Le soutien scolaire

Publié le par Patrice

Epreuves du bac sous peu, blocage des universités et ces lycées lors du débat sur le CPE, engouement pour les services à la personne… Les cours particuliers et l’aide aux devoirs attirent de plus en plus les familles et tout logiquement les entrepreneurs.

L’accroissement de la sélectivité et de la compétitivité, les critiques envers l’enseignement public sont tout autant de facteurs qui tendent à devoir multiplier les heures d’études, notamment au domicile ou via des entreprises spécialisées.

Ce secteur est donc tout naturellement dynamique, en témoigne la création de 950 nouvelles structures en 2002, puis 1052 en 2003, et 1500 en 2004…
Si on analyse les perspectives de développement de ces services, elles sont très encourageantes puisqu’à titre de comparaison, la durée hebdomadaire moyenne des cours particuliers en France s’élève à 2h, contre 6h au Japon…
On estime qu’actuellement "seulement" un quart des lycéens font appels aux cours particuliers.

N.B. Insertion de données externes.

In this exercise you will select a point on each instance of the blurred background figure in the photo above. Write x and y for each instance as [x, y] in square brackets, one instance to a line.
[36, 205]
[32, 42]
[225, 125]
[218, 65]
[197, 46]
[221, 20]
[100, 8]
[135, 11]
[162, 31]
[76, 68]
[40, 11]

En terme de concurrence, déjà plus de 12 000 structures proposent du soutien scolaire.
Parmi ces entreprises, on distingue deux type d’entrepreneurs bien différents :

Ceux qui se lancent dans une entreprise individuelle.
Il s’agit la plupart du temps de personnes qui souhaitent devenir indépendant et qui profitent de leurs expériences en tant qu’ancien professeur ou de leur pédagogie.

Ceux qui créent une société en tant que prestataire.
Ces derniers s’occupent de mettre en contact les élèves et les professeurs. Il s’agit sans équivoque du type de structure la plus rentable, la plus proche de l’entreprenariat, mais aussi la plus risquée et la plus coûteuse.

Dans le deuxième cas, l’activité principale pour le chef d’entreprise consiste donc à recruter des enseignants compétents pour leurs clients, et de mettre en place une communication efficace.
Pour beaucoup de structures, cette communication est réalisée via de la diffusion massive de tracts et internet.
Notons également que le bouche à oreille est bien sûr un moyen très efficace de se faire connaître et de s’assurer une bonne réputation.


La tarification de ces prestations est variable, en fonction du niveau d’enseignement et de la localisation géographique des cours. La moyenne est en général de 25€, sans compter l’éventuelle réduction d’impôts pour une structure agréée.

Les niveaux d’enseignements les plus demandés sont ceux qui sont  sanctionnés par un examen ou concours. La troisième, la première, la terminale ainsi que les différentes étapes des études supérieures sont donc tout particulièrement plébiscitées.
Les matières les plus demandées sont quant à elles les mathématiques et la physique.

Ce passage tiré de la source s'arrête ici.